Question on evaluating $\int_{C}\frac{e^{iz}}{z(z-\pi)}dz$ without the residue theorem

Question

I am trying to figure out how to evaluate the integral $\int_{C}\frac{e^{iz}}{z(z-\pi)}dz$ where $C$ is any circle centered at the origin with radius greater than $\pi$. I can see that $\frac{e^{iz}}{z(z-\pi)}$ is analytic everywhere except where $z=0$ and $z=\pi$, both of which are in the region bounded by $C$. I can also see that by using the Taylor expansion of $e^{iz}$ that $$\int_{C}\frac{e^{iz}}{z(z-\pi)}dz = \sum_{n=0}^{\infty}\frac{i^{n}}{n!}\int_{C}\frac{z^{n-1}}{z-\pi}dz$$

I'm supposed to apply Cauchy's Theorem or Cauchy's Integral Theorem to evaluate the integral along this curve but I am not sure how to do so.
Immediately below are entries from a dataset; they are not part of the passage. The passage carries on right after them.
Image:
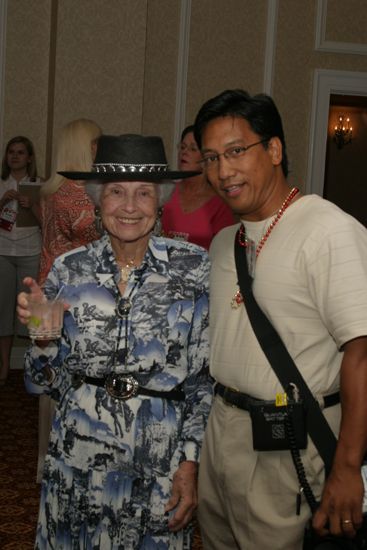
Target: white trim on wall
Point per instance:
(327, 82)
(270, 45)
(182, 69)
(3, 14)
(323, 45)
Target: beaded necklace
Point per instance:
(243, 241)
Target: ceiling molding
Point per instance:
(323, 45)
(3, 16)
(182, 70)
(270, 45)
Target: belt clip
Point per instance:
(228, 403)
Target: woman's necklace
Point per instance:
(243, 241)
(125, 269)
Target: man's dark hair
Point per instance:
(186, 131)
(259, 110)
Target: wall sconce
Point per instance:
(343, 132)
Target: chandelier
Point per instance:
(343, 132)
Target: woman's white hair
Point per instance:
(94, 189)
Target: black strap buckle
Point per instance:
(121, 386)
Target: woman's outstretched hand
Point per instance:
(22, 301)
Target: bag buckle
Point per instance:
(121, 386)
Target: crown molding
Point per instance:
(3, 16)
(323, 45)
(181, 79)
(270, 45)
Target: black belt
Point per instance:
(243, 401)
(124, 386)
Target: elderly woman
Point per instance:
(130, 371)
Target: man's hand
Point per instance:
(340, 511)
(184, 496)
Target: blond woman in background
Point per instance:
(67, 220)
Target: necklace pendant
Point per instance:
(125, 271)
(237, 300)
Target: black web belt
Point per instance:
(244, 401)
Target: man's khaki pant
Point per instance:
(247, 499)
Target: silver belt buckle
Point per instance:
(121, 386)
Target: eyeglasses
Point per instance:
(210, 160)
(184, 147)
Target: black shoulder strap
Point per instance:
(282, 363)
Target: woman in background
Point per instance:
(20, 246)
(194, 213)
(67, 217)
(67, 213)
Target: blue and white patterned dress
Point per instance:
(109, 467)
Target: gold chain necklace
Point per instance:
(242, 239)
(125, 270)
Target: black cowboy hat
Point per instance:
(130, 157)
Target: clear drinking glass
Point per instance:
(46, 318)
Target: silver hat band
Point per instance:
(111, 168)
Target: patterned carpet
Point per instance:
(18, 462)
(19, 493)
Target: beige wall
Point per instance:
(116, 61)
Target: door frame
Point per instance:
(327, 82)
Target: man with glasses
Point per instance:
(308, 262)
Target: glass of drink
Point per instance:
(46, 320)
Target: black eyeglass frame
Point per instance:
(214, 157)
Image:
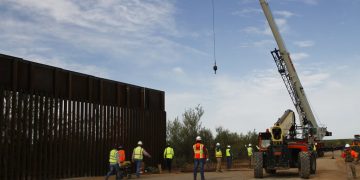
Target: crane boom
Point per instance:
(292, 81)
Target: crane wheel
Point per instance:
(258, 168)
(304, 169)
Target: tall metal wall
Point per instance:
(59, 124)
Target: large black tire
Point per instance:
(258, 164)
(304, 169)
(313, 163)
(270, 171)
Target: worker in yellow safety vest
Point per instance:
(137, 157)
(200, 153)
(168, 156)
(114, 164)
(229, 157)
(250, 152)
(218, 155)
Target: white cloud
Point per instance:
(285, 14)
(129, 30)
(178, 70)
(261, 43)
(304, 44)
(298, 56)
(256, 101)
(72, 66)
(280, 22)
(247, 12)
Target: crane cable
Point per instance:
(215, 67)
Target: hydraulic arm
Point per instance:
(292, 81)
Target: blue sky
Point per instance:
(168, 45)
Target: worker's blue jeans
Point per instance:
(114, 169)
(197, 163)
(228, 160)
(138, 166)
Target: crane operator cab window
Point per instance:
(265, 139)
(276, 134)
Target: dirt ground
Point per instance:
(327, 168)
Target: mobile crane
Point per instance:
(282, 147)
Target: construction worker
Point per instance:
(121, 154)
(350, 156)
(121, 160)
(137, 157)
(229, 157)
(168, 156)
(250, 152)
(200, 153)
(114, 166)
(315, 149)
(218, 155)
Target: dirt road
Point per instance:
(327, 168)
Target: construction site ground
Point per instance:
(327, 168)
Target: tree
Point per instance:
(181, 135)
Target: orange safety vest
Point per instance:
(121, 156)
(198, 151)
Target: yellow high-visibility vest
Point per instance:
(198, 151)
(218, 153)
(169, 153)
(249, 151)
(113, 156)
(138, 152)
(228, 152)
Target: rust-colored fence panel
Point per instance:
(59, 124)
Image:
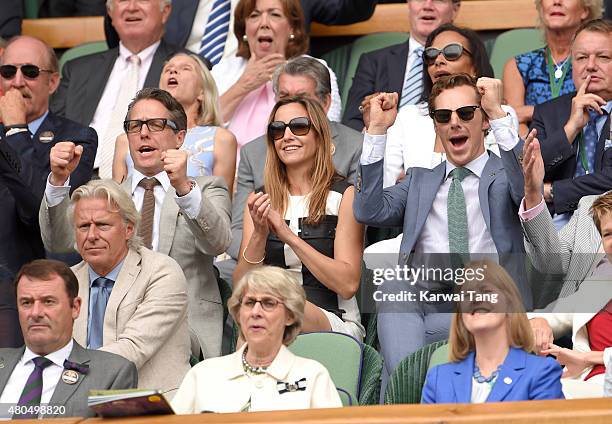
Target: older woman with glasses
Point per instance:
(268, 306)
(302, 219)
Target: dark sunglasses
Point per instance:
(154, 125)
(442, 116)
(28, 70)
(452, 52)
(298, 126)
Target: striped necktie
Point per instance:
(413, 85)
(216, 31)
(32, 391)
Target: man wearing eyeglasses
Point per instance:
(28, 76)
(187, 219)
(464, 207)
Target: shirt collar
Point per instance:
(162, 177)
(111, 275)
(35, 124)
(476, 166)
(58, 357)
(144, 55)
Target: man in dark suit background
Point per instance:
(96, 89)
(28, 76)
(574, 129)
(388, 69)
(48, 302)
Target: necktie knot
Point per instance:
(460, 173)
(148, 183)
(41, 362)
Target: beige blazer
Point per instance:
(145, 319)
(193, 243)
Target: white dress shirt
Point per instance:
(25, 366)
(101, 118)
(199, 24)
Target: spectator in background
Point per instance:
(546, 73)
(28, 76)
(47, 297)
(212, 148)
(269, 32)
(305, 221)
(491, 349)
(397, 68)
(96, 89)
(267, 305)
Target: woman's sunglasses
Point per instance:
(452, 52)
(298, 126)
(28, 70)
(442, 116)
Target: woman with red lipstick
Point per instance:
(302, 219)
(491, 347)
(268, 32)
(211, 148)
(263, 375)
(540, 75)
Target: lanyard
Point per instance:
(556, 84)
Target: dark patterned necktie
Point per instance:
(30, 396)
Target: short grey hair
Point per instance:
(162, 4)
(117, 199)
(309, 67)
(277, 282)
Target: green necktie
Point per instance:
(458, 240)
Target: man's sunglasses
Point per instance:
(442, 116)
(154, 125)
(28, 70)
(298, 126)
(451, 52)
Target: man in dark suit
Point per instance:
(299, 76)
(388, 69)
(96, 89)
(28, 76)
(574, 130)
(465, 206)
(47, 297)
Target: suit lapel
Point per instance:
(510, 374)
(167, 222)
(8, 360)
(462, 379)
(63, 391)
(125, 280)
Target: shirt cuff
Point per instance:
(527, 215)
(190, 203)
(373, 148)
(55, 194)
(505, 134)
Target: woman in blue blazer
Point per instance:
(490, 348)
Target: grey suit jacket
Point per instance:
(252, 164)
(107, 371)
(193, 243)
(409, 202)
(570, 253)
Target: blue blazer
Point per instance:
(523, 376)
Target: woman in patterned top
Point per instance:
(302, 219)
(543, 74)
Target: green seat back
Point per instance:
(340, 354)
(511, 43)
(366, 44)
(406, 382)
(82, 50)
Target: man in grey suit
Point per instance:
(299, 76)
(48, 303)
(190, 218)
(465, 206)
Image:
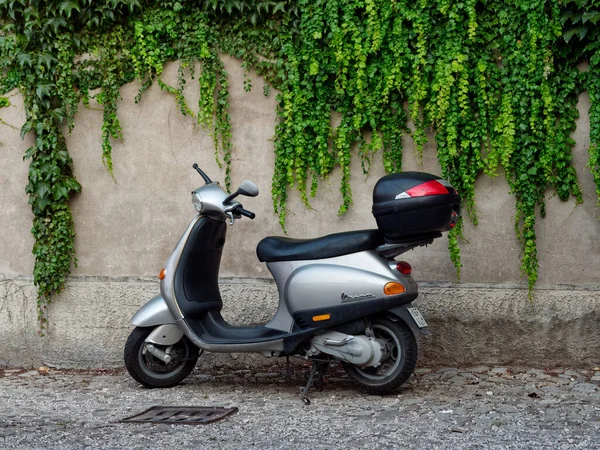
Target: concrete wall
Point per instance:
(126, 229)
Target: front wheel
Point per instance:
(399, 361)
(152, 372)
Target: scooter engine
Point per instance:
(360, 350)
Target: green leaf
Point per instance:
(592, 16)
(66, 7)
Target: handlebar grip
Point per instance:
(245, 212)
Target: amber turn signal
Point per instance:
(321, 317)
(393, 288)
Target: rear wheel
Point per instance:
(399, 361)
(152, 372)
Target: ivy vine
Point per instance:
(496, 82)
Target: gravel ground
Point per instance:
(478, 407)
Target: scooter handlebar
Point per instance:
(245, 212)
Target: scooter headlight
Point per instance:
(197, 201)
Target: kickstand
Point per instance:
(315, 378)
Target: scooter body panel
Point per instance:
(154, 312)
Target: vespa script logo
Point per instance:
(354, 298)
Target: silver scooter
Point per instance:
(342, 297)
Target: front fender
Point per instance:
(153, 313)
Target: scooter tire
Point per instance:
(151, 372)
(401, 361)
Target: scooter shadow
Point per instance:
(279, 380)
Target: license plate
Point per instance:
(417, 317)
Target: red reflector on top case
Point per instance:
(432, 187)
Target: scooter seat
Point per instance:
(272, 248)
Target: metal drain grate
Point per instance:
(185, 415)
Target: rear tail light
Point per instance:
(404, 268)
(433, 187)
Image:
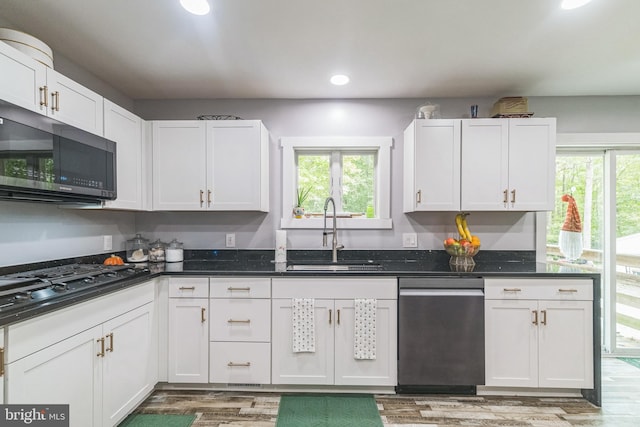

I do not yet have the residue theorem in my tool box.

Answer 1

Using partial fraction expansion we have, for every $R>\pi$,

$$\oint_{|z|=R} \frac{e^{iz}}{z(z-\pi)}\,dz=\frac1\pi\oint_{|z|=R} \frac{e^{iz}}{z}\,dz-\frac1\pi\oint_{|z|=R}\frac{e^{iz}}{z-\pi}\,dz$$

Now finish by using Cauchy's Integral Formula (or the residue theorem).

Answer 2

By symmetry the residues of $\frac{e^{iz}}{z(z-\pi)}$ at $z=0$ and $z=\pi$ are the same and they equal $-\frac{1}{\pi}$.
It follows that for any $R>\pi$ we have $$ \oint_{\|z\|=R}\frac{e^{iz}}{z(z-\pi)}\,dz = 2\pi i\cdot\left(-\frac{2}{\pi}\right) = -4i.$$